Personal information
- Date of birth: May 31, 1965 (age 61)
- Place of birth: Garden Grove, California, U.S.
- Height: 5 ft 11 in (1.80 m)
- Position: Defender

College career
- Years: Team / Apps / (Gls)
- 1983–1984: San Diego State Aztecs
- 1985–1986: Chapman Panthers

Senior career*
- Years: Team / Apps / (Gls)
- 1987–1989: Los Angeles Lazers (indoor) / 76 / (9)
- 1989–1991: Kansas City Comets (indoor) / 95 / (18)
- 1991–1992: Baltimore Blast (indoor) / 40 / (8)
- 1992–1994: Baltimore Spirit (indoor) / 71 / (19)
- 1993: Los Angeles United (indoor) / 27 / (16)
- 1994–1997: Anaheim Splash (indoor) / 54 / (63)
- 1996–1997: Baltimore Spirit (indoor) / 34 / (7)
- 1996–1997: Anaheim Splash (indoor) / 52 / (26)
- 1998–2002: Baltimore Blast (indoor) / 134 / (28)

= Doug Neely =

American soccer player

Doug Neely is an American retired soccer defender who had an extensive career in several American indoor leagues including the original Major Indoor Soccer League, Continental Indoor Soccer League and National Professional Soccer League.

==Youth==
In 1983, Neely graduated from Canyon High School where he was the 1983 Los Angeles Times High School Player of the Year. He attended the San Diego State University, playing on the men's soccer team in 1983 and 1984. Following his sophomore season, he transferred to Chapman University where he finished his collegiate career.

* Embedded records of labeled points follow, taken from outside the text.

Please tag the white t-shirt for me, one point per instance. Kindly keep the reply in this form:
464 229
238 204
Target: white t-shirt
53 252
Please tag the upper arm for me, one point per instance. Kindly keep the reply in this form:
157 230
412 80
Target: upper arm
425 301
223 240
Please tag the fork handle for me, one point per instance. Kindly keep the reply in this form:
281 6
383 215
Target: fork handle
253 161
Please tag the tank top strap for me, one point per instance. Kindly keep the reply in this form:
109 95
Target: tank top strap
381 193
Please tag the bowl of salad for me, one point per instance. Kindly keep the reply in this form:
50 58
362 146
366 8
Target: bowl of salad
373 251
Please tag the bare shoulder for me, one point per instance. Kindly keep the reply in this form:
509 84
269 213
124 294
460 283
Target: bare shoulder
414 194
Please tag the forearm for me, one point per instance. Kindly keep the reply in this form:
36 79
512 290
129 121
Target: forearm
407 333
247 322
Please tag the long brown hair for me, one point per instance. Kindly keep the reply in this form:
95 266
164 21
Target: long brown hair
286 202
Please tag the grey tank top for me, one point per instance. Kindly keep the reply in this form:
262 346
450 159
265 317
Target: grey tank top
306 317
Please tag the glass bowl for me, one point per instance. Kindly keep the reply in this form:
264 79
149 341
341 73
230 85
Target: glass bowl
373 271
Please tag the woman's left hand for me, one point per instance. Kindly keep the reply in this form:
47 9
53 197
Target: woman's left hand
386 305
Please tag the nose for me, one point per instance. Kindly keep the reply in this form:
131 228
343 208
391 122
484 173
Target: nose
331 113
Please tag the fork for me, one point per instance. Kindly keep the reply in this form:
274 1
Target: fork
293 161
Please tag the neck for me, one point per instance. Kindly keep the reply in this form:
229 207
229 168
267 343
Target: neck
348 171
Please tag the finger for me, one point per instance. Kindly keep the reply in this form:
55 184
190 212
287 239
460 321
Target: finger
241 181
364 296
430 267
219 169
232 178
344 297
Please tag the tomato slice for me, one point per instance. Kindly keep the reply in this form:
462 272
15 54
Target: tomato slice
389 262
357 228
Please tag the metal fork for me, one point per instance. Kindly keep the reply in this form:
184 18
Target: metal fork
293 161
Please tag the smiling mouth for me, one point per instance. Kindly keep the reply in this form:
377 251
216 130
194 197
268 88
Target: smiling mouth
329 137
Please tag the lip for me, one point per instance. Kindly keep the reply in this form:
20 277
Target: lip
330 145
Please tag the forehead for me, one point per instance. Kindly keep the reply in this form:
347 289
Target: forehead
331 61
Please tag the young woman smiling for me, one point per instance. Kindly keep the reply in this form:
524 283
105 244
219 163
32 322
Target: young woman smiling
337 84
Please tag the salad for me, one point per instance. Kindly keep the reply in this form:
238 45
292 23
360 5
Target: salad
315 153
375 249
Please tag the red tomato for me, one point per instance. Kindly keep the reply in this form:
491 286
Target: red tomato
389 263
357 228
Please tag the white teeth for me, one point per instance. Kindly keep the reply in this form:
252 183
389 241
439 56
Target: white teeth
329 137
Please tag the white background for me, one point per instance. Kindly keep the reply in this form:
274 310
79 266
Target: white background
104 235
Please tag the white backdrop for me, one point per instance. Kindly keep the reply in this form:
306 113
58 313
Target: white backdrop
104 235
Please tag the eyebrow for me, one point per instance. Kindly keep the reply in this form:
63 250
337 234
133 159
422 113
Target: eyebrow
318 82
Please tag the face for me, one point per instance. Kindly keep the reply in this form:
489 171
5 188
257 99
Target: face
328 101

Chapman inducted Neely into the school's Athletic Hall of Fame in 2007.

==Professional==
In 1987, Neely attended an open tryout with the Los Angeles Lazers of the Major Indoor Soccer League. He played well enough to earn a reserve contract. He then worked himself into the first team where he remained for two seasons. When the Lazers folded in 1989, the Kansas City Comets selected Neely in the dispersal draft. The Comets folded in 1991 and Neely signed with the Baltimore Blast on August 27, 1991. The Blast folded in 1992 and Neely moved to the Baltimore Spirit of the National Professional Soccer League. He played two seasons with the Spirit. In the summer of 1993, Neely also played for the Los Angeles United in the Continental Indoor Soccer League. In 1994, he joined the Anaheim Splash of the CISL and would play for them for the next four summer seasons. On October 26, 1996, Neely returned to the Baltimore Spirit.
On February 1, 1998, the New England Revolution selected Neely in the second round (seventeenth overall) of the 1998 MLS Supplemental Draft. Neely chose to pursue his MBA, electing not to report to the Revolution. The Revolution released him in the pre-season. In the fall of 1998, Neely signed with the Baltimore Blast of the NPSL and played four seasons before retiring. Neely was inducted into the Baltimore Blast Hall of Fame in 2010.

After retiring, Neely began Coastal Printing Solutions, a printing company in Newport Beach, California.